My take, as someone who read your book and have not reviewed it yet, is to really consider it finished and by the great majority of accounts (and my own reaction), an extraordinarly effective telling that nevertheless won't be to all tastes. I've seen some of the reviews and there are people who just have a different take on what happened and emotions will always be high. Don't give them so much power. They are *inevitable* and are blips unless you dwell on them.

As for tossing 5-star ratings, mine would be a 4-3/4 rating, which rounds to 5 stars and I would be quite upset if someone tossed it as meaningless.

Just as you won't agree with those who don't like other books you've loved, it's just disagreement and sometimes from minds that really don't try very hard to understand from others' perspectives. It just really does not matter.

Re Amazon reviews, I do pay attention, but mainly to how people state their disagreements - I give really no credence to nastily negative reviews.

I had to pause my reading of your book several times because there was so much to feel from it, though told without undue sentimentality. I might differ slightly in writing off Eric's hideous thoughts with the label 'psychopath' as well as finding Dylan mainly manic-depressive and -somewhat- less evil (no one could shoot people the way he did w/o more severe inner flaws), but your detail from all sides is fascinating and thorough without geing 10,000 pages long. It's a book that will stay with me a long time and I especially appreciated the care you took with the aftermath and the people affected.
All right, all ready, Scott--I'll get over there and bring up your average! :D

Seriously, I'm often impressed with the quality and thoughtfulness of the amazon reviews, and I *do* use them occasionally.
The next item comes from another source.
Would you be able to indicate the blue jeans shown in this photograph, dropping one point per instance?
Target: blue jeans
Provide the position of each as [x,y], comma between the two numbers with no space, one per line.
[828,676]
Of course there are the agenda-driven ones or the essays written by stupid people thinking they're smart, but you're right that most people can separate the wheat from the chaff.
one thing scott, that you need to look at is that the amazon stats are pure lies and hype. your amazon sales number does not represent actual sales of the book, it represents merely how many times people look at the site for that book, and it in no way means books sold. this lie has gone on too long. Amazon stats mean nada, and i say this as a number 1,456,566,677 on Amazon sales stats.
also, scott......if a book becomes talked about on many blogs, and on Drudge and on many rightwing sites or leftwing sites, then the news value of that book gets fixed into the amazon stat hype and the book goes to number 3 or 5 or 1, but in fact, that number does NOT reflect acutall book sales. Sone rich people can game the system this way. the guy who wrote that science book a few years ago and now has a new google like seach thing, he did the gaming thing and the NYTImes wrote abouit his book as abestseller it NEVER WAS.,.,
Amazon.com Sales Rank: #70,890 in Books

see? Scott, that sales rank means nothing. your book is NOT 70,000 in sales. that is the number of timjes people LOOK AT THE BOOK"S PAGE on amazong.....it merely measures LOOKs, but not BUYS........rich people game the system.......and a smart blogger can also game the system, that way...i am surprsied the NYTImes has never reported this...i told a reporter at the TImes about this a few years ago and he said so yes you are right, so what, why do u want to spoil the party? See?
Dan,

What is your source for this allegation about Amazon rank reflecting views instead of sales?

(I'm guessing the NYT never reported it because it's not true.)

I have watched the Amazon numbers closely this spring and summer and they correlate very closely to the bestseller lists published a week later by NYT, PW, USA Today, etc.